Я был единственный из шлиссельбуржцев, оставшихся в Петербурге, и потому все внимание интеллигентного общества обрушилось на меня. Целый месяц или более я ни разу не обедал и не ужинал дома, а всегда у новопоявившихся друзей, и каждый обед или ужин оказывался «званым», т. е. на него приглашалось человек до двадцати знакомых хозяина и хозяйки, которые, в свою очередь, зазывали меня к себе на такие же фестивали.
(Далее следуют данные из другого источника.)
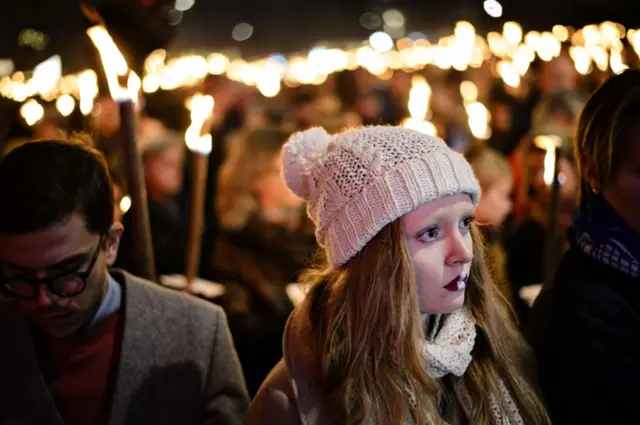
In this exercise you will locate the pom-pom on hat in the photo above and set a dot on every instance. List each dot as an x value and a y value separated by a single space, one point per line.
359 181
Это были большею частью известные адвокаты, писатели, художники, доктора, профессора разных специальностей, артисты и артистки.
Все комнаты их квартир казались мне, привыкшему к тесноте своей камеры, громадными и роскошными по обстановке, все молодые женщины казались с непривычки восхитительными красавицами.
Интересуясь прежде всего своим делом, я познакомился тотчас же с академиком-химиком Бекетовым, который обещал мне просмотреть мои работы по химии, но только не сейчас, и я оставил у него свою рукопись «Периодические системы строения вещества».
Я познакомился затем с Менделеевым, которому изложил свой вывод, что открытый недавно аргон есть член ряда нейтральных самостоятельных газов, укладывающихся в восьмой группе его системы, что атомы металлов и металлоидов должны быть сложны и построены по образцу гомологических рядов органической химии, показывал ему свои теоретические формулы их образования из протогелия, протоводорода, небулия и электронов. Они были потом напечатаны в моих последующих работах по химии, но Менделеев, относившийся ко мне с не меньшим вниманием, как и все остальные люди, все же огорчил меня, уверяя, что если моя теория и объясняет химические свойства атомов, «то все же нет в природе такой силы, которая могла бы их разложить».
Я позабыл в этой феерии все предписания доктора Брауна, бегал высоко по лестницам, пил и ел все, что мне давали на ежедневных фестивалях, в том числе и чай, и кофе, и вино. По вечерам я принимал предписанные мне лекарства, но как-то раз, недели через две, ночуя не дома, не мог этого исполнить и вдруг увидел, что желудок мой действует и без белладонны с ревенем, а сердце бьется и без строфана. Сильное возбуждение и свобода подействовали на меня, как лучшие лекарства, и я перестал что-либо принимать из аптеки.
Все это время я каждое утро должен был бегать в градоначальство обменивать свой однодневный вид на жительство на новый такой же, и это сильно меня стесняло, хотя мне и выдавали его тотчас же без возражений. Когда узнал об этом тогдашний знаменитый адвокат Оскар Осипович Грузенберг, тоже звавший меня к себе обедать или ужинать чуть не каждый день, он тотчас же дал мне подписать составленную им бумагу, в которой я уполномочивал его «вести все мои дела». Запасшись этим документом, он побежал в сенат, вытребовал на просмотр все дело о шлиссельбуржцах и, в частности, мое и, убедившись, что система однодневных видов на жительство ничем не оправдывается, вручил мне в конце декабря документ, подписанный частным приставом моего участка, в котором значилось: «Предъявитель сего Николай Александрович Морозов имеет право проживать в пределах Российской империи три месяца, в продолжение которых обязан приписаться к какому-либо сословию и исходатайствовать себе постоянный вид на жительство».
Я горячо поблагодарил Оскара Осиповича и поехал немедленно вместе с Верочкой сначала в Ярославскую губернию, в Борóк, повидать свою мать и брата, а потом в Мологу повидать сестер. Меня немедленно познакомили с мещанским старостой этого города, который тоже вместе со своими «именитыми мологскими гражданами» прибежал на меня посмотреть. Когда я показал ему документ частного пристава, обязывающий меня в продолжение трех месяцев приписаться к какому-нибудь сословию, он почти вырвал его из моих рук, говоря, что на следующем же собрании он его представит в мещанском обществе и уверен, что все будут считать за честь принять меня в свою среду.
Так все и вышло. Не прошло и недели, как он с торжеством принес мне бессрочный мещанский паспорт на проживание по всей империи.
Так я сразу стал мещанином города Мологи. Имущественные права мне были возвращены, но я был лишен избирательных прав[113]
и оставался без них вплоть до Октябрьской революции, которая сделала меня полноправным гражданином.Прожив около месяца в деревне, я спешно возвратился в Петербург, где начал печатать свои книги, стихотворения и статьи. Редакторы тогдашних либеральных и радикальных журналов и газет наперерыв приглашали меня сотрудничать у себя, устроители публичных лекций и литературных вечеров спешили заручиться моим согласием прочесть у них что-нибудь.